The Toyota G16E engine is a 1618 cc straight-three engine built by Toyota under its Gazoo Racing division that was first introduced in January 2020 for the GR Yaris as a member of the Toyota Dynamic Force engine family.

== Models ==

| Series | Model | Applications | Vehicle model code | Power | Torque | Years | Notes |
| G16E | G16E-GTS | GR Yaris | GXPA16 | Pre-facelift: Japan, Australia, Argentina, and New Zealand: 200 kW (268 hp; 272 PS) at 6,500 rpm Europe, Thailand, Malaysia, Indonesia, Singapore, Philippines, Mexico, and Taiwan: 192 kW (257 hp; 261 PS) at 6,500 rpm Facelift: Japan and Indonesia: 224 kW (300 hp; 305 PS) at 6,500 rpm Europe: 206 kW (276 hp; 280 PS) at 6,500 rpm | Pre-facelift: Japan, Australia, Argentina, and New Zealand: 370 N⋅m (273 lb⋅ft) at 3,000–4,600 rpm Europe, Thailand, Malaysia, Indonesia, Singapore, Philippines, Mexico and Taiwan: 360 N⋅m (266 lb⋅ft) at 3,000–4,600 rpm GRMN Yaris/Morizo Selection: 390 N⋅m (288 lb⋅ft) at 3,000–4,600 rpm/3,200–4,000 rpm Facelift: Japan and Indonesia: 400 N⋅m (295 lb⋅ft) at 3,250–4,600 rpm Europe: 390 N⋅m (288 lb⋅ft) at 3,250–4,600 rpm | 2020–present | Available in RZ and RC grades in Japan |
| GR Corolla | GZEA14 | Japan and North America: 224 kW (300 hp; 305 PS) at 6,500 rpm Australia, Thailand, Malaysia and Indonesia: 220 kW (295 hp; 299 PS) at 6,500 rpm | Regular model: 370 N⋅m (273 lb⋅ft) at 3,000–5,550 rpm Morizo Edition/Facelift: 400 N⋅m (295 lb⋅ft) at 3,250–4,600 rpm GRMN Corolla: 408–415 N⋅m (301–306 lb⋅ft) at 3,250–4,600 rpm | 2022–present |  |
| Lexus LBX Morizo RR | GAYA16 | Japan: 224 kW (300 hp; 305 PS) at 6,500 rpm Australia: 206 kW (276 hp; 280 PS) at 6,500 rpm | Japan: 400 N⋅m (295 lb⋅ft) at 3,250–4,600 rpm Australia: 390 N⋅m (288 lb⋅ft) at 3,250–4,600 rpm | 2024–present |  |

=== G16E-GTS ===
The G16E-GTS is a turbocharged engine model with 10.5:1 compression ratio and D-4ST direct/port injection system with multi-oil jet piston cooling, large-diameter exhaust valves and a part-machined intake port. The turbo boost is set between 1.4 and 1.81 bar. With the engine producing up to 224 kW (which comes out to per litre), it makes the engine one of the most powerful three-cylinder automobile engines ever produced. The engine also has the highest specific output of any Toyota road car engine, exceeding the per litre specific output from the 191 kW 2.0-litre 3S-GTE engine used in the ST246 Caldina GT-Four.

====Applications====
- 2020–present GR Yaris (GXPA16)
- 2022–present GR Corolla (GZEA14)
- 2024–present Lexus LBX Morizo RR (GAYA16)

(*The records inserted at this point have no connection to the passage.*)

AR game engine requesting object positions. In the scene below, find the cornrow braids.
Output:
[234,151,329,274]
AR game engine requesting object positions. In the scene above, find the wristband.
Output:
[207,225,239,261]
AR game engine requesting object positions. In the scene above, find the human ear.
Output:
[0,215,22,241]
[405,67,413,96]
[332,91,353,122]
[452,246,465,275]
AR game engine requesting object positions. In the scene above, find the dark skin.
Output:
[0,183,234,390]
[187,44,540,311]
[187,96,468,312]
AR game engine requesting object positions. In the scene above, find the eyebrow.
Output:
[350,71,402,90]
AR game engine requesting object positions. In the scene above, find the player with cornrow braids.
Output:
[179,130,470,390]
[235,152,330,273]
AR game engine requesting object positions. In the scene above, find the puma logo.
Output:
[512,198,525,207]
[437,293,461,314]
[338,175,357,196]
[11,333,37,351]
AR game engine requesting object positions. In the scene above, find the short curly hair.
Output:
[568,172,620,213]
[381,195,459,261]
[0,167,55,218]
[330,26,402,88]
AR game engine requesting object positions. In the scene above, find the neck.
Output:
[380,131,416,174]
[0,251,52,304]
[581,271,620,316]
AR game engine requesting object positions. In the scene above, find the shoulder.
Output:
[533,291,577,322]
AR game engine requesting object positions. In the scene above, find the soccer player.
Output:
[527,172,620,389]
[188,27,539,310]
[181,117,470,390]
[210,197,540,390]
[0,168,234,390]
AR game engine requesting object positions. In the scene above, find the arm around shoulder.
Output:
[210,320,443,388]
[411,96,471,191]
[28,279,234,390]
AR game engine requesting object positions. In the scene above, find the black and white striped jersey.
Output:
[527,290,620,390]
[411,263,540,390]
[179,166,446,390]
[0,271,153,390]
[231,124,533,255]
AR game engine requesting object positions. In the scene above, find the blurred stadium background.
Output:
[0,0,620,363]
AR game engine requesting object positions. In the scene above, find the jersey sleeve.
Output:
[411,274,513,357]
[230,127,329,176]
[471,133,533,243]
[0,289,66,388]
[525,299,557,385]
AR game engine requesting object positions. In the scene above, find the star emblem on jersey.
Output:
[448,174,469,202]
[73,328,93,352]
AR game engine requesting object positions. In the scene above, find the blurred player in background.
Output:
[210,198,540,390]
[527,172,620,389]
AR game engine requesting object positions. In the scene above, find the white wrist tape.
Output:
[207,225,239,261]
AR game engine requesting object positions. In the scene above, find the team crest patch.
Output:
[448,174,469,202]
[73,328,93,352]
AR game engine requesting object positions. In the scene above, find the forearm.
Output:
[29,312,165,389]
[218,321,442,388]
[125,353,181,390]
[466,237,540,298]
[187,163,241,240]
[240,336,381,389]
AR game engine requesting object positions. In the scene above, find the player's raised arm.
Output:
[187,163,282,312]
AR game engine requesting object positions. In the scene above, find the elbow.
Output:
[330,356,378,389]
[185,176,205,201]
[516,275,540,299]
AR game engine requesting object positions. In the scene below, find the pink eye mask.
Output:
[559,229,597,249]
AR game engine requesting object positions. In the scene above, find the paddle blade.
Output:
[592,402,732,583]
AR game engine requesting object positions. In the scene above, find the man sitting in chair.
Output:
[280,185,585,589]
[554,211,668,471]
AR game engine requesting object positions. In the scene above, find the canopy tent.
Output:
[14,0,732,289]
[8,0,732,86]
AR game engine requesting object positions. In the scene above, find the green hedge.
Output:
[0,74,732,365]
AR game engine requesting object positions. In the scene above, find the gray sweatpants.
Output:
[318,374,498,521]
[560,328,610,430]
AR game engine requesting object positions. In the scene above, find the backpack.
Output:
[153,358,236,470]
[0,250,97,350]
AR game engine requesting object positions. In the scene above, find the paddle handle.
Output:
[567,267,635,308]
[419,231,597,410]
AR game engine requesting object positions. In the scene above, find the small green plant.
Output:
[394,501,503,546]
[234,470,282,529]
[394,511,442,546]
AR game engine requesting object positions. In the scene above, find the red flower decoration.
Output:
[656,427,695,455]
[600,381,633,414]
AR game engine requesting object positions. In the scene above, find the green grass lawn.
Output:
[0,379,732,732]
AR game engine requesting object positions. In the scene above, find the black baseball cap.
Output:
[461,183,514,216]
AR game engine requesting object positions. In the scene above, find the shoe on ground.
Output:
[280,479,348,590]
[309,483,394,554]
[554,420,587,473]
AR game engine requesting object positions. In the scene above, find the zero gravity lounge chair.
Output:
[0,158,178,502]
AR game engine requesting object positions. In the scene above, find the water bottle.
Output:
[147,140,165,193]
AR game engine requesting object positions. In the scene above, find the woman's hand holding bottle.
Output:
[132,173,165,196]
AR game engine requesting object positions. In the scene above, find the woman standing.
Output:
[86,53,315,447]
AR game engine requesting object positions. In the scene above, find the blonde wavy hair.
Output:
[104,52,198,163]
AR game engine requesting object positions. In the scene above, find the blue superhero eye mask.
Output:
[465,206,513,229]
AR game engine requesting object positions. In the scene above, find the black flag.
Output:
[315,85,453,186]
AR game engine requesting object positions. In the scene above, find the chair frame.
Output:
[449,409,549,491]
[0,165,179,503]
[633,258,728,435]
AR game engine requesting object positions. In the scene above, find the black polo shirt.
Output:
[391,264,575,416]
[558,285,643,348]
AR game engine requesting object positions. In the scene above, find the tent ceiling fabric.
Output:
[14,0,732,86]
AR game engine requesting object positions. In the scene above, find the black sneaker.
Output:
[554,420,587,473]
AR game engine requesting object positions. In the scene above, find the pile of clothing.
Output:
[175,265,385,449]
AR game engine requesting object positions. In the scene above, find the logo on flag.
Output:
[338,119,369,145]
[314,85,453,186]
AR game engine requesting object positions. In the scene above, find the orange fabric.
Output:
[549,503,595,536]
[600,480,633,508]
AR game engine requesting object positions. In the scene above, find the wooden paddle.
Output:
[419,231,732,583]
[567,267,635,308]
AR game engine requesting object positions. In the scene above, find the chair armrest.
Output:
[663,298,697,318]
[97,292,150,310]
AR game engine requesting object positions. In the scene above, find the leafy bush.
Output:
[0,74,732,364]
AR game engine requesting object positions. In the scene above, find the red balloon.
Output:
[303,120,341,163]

====Turbocharger specs (IHI VB43)====
- Compressor inducer: 42.29 mm
- Compressor exducer: 56.07 mm
- Turbine inducer: 53.02 mm
- Turbine exducer: 42.99 mm

=== Hydrogen version ===
In 2021, Toyota modified the G16E-GTS engine to run exclusively on hydrogen fuel. The modified engine ran in the 2021–2022 Super Taikyu series. Toyota has tried to establish hydrogen as a zero-emission fuel alternative to petrol in motorsport and for daily use. In 2023, Toyota showcased its Corolla Cross H2 concept vehicle which used the hydrogen-fueled G16E-GTS engine.

=== Others ===
A de-stroked variation of the G16E-GTS engine with a displacement of 1.4 L, which is compatible with synthetic fuel, is used by the GR86 for the 2022 Super Taikyu series. The stroke was reduced from 89.7 to 77 mm.